8 thoughts on “Work-Related Suicides: When work is so bad that you kill yourself”
  1. Interesting though tragic. But not clear whether “workplace suicide” refers just to suicide at work (a phenomenon that has been identified in France) or whether all work-related suicide is included. Also, what does this mean: “Workers in the public sector had a higher propensity for workplace suicide while workers in the private sector suffered the majority of these fatalities.” Does it just mean there are more private-sector workers so they have more suicides but suicides/worker FTE are higher in the public sector?

    1. I know the feeling. Switched from one 40 hr job to another, and the old one wants me to work per diem if possible but… I just need the cash. Overworked and underpaid, the American dream.

    2. This is just how I feel as well. Working in an office is like a cancer that eats away at your soul the longer you stay.

  2. I am facing disciplinary action at work because of not getting along with a coworker (she has no common sense and feels a sense of entitlement now that she is in Govt). I have been on for 21 years and she was hired 18 months ago….an immigrant, aged 60 with physical deformities that actually prevent her from doing all her duties and she requires accommodation to do her job! She never listened to what I was trying to teach her and I grew more and more frustrated with her. She has now complained to senior management about some interactions which are petty and some are false.
    I am an anxious person and this has me very worried……I’d rather commit suicide than to go through this.

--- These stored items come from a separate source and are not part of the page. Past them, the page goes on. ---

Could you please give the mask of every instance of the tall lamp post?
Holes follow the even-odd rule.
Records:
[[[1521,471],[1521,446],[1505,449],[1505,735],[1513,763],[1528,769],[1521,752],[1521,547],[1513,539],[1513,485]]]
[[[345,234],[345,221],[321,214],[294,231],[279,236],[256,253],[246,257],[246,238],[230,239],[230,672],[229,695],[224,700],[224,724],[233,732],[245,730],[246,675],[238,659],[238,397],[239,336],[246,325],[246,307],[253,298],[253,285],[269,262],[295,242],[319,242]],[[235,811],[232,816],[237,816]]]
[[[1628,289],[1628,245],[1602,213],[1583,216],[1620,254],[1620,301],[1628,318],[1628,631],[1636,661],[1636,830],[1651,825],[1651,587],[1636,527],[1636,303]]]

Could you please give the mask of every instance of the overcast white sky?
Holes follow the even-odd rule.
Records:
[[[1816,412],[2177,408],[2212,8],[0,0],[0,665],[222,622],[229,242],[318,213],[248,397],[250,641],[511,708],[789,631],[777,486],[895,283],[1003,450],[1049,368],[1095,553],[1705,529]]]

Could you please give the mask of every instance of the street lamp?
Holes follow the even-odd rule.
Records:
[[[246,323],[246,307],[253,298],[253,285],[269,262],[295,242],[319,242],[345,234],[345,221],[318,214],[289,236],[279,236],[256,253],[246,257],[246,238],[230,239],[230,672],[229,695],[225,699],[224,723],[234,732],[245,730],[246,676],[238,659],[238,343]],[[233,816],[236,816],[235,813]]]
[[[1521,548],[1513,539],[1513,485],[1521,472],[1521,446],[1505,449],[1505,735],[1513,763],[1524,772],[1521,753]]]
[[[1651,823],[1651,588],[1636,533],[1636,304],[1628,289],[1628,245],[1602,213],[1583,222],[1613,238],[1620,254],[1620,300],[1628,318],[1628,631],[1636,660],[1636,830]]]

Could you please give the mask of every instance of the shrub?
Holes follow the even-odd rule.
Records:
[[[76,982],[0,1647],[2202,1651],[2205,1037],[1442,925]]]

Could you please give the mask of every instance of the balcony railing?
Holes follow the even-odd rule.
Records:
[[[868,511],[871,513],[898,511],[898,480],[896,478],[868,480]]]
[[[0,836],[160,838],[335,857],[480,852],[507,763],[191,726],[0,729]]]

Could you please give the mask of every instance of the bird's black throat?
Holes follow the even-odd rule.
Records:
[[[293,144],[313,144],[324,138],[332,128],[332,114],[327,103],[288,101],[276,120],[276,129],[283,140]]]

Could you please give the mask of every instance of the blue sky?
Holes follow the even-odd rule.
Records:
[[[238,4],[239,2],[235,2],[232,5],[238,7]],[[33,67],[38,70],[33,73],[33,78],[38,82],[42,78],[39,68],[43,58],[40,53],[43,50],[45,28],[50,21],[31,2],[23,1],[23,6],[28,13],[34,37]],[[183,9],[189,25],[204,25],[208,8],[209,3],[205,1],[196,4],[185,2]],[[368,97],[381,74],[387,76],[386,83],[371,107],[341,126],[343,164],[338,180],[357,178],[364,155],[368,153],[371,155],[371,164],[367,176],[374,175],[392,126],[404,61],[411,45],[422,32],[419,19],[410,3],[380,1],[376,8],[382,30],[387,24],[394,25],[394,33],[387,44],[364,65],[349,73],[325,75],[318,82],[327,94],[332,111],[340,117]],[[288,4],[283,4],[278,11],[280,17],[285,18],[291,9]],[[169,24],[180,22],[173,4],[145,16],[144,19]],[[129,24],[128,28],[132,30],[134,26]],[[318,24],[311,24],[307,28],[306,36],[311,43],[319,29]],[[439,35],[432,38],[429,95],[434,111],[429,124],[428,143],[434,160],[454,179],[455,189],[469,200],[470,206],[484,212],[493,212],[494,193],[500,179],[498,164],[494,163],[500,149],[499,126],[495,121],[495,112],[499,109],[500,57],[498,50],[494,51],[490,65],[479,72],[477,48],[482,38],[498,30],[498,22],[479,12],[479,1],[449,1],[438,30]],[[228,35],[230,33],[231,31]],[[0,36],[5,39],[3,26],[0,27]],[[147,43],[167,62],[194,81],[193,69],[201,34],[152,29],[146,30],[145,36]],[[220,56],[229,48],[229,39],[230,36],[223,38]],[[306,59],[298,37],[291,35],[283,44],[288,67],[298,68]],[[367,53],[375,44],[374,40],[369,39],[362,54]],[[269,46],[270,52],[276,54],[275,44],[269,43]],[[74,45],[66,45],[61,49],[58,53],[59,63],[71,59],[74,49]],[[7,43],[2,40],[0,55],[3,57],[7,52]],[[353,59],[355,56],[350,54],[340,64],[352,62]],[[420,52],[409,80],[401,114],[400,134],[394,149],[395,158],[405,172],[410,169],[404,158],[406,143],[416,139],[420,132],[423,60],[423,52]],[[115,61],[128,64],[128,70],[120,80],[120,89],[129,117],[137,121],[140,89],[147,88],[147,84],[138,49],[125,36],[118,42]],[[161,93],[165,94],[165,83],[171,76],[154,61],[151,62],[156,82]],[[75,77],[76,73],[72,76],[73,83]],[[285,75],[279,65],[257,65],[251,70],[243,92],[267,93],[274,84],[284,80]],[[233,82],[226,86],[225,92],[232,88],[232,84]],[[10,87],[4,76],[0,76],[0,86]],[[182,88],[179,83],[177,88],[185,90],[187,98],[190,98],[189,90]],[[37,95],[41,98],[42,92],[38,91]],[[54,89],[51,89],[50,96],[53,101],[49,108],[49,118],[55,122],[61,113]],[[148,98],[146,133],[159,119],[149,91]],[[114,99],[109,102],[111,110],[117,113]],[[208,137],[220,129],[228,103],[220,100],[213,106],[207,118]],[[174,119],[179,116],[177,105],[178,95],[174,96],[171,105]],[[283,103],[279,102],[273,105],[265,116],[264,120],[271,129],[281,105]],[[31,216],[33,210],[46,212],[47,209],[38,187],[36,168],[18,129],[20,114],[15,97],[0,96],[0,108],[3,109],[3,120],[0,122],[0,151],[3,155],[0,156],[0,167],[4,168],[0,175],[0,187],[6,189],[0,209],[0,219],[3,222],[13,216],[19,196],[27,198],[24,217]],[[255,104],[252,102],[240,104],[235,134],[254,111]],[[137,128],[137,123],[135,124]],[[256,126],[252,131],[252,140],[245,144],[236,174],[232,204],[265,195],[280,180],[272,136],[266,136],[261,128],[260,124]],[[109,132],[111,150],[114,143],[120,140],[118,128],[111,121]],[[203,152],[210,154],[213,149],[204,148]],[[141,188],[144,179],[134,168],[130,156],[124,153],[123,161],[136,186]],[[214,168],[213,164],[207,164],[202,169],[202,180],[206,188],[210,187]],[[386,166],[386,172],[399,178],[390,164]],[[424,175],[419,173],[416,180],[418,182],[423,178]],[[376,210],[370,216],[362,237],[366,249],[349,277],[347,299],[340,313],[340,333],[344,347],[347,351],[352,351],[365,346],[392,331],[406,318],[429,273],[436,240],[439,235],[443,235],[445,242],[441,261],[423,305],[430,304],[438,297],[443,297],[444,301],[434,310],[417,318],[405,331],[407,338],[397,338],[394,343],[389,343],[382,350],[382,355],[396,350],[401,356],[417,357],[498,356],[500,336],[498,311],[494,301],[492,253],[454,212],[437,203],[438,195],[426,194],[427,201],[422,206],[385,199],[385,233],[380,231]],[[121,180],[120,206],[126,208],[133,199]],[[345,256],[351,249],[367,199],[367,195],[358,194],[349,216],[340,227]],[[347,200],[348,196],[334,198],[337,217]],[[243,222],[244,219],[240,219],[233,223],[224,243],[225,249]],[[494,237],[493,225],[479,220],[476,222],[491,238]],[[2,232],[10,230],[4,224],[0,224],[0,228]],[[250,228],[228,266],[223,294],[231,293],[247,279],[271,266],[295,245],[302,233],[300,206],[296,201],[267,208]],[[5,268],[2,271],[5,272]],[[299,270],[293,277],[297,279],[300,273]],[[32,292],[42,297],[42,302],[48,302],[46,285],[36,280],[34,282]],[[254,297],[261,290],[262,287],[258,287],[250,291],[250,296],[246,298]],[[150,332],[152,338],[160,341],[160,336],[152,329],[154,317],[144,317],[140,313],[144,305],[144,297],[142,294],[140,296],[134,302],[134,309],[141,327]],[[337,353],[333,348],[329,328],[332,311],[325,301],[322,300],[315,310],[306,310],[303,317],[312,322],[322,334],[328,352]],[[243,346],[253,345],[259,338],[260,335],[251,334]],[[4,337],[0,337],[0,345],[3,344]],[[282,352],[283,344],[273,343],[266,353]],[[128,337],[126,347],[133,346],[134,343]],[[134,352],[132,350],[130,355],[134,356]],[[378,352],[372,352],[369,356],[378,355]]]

I probably will!! I will be financially ruined with disciplinary action so I might as well end life!!

  3. wages do not cover food and rent. rent is sky-high, minimum wage is so low as to be some sort of joke. 8 years of promotions and positive performance reviews and perfect attendance and still only being paid minimum wage. can’t afford a roof over my head anywhere. nowhere to go for shelter and a meal (homeless shelters are full). for me, it’s either suicide or a slow death on freezing streets anyway. it’s a relief to have a faster death – life was terrible thanks to my awful job that paid starvation wages. not surprised that retail supervision has the highest suicide rate because it is indeed a death sentence.

  4. Boss/new supervisor have taken actions to ruin my job and destroy career advancement opportunities, in addition to disparaging my personal/professional ethics to co-workers and “mushrooming” me. I am the longest tenured, by far, person on staff, and have had my responsibilities apportioned to new hires; no explanations given. When I have asked the reasons things are happening, I am told that they aren’t happening, then the situation is made worse. I believe they know that since I am black, they don’t have to worry about any repercussions.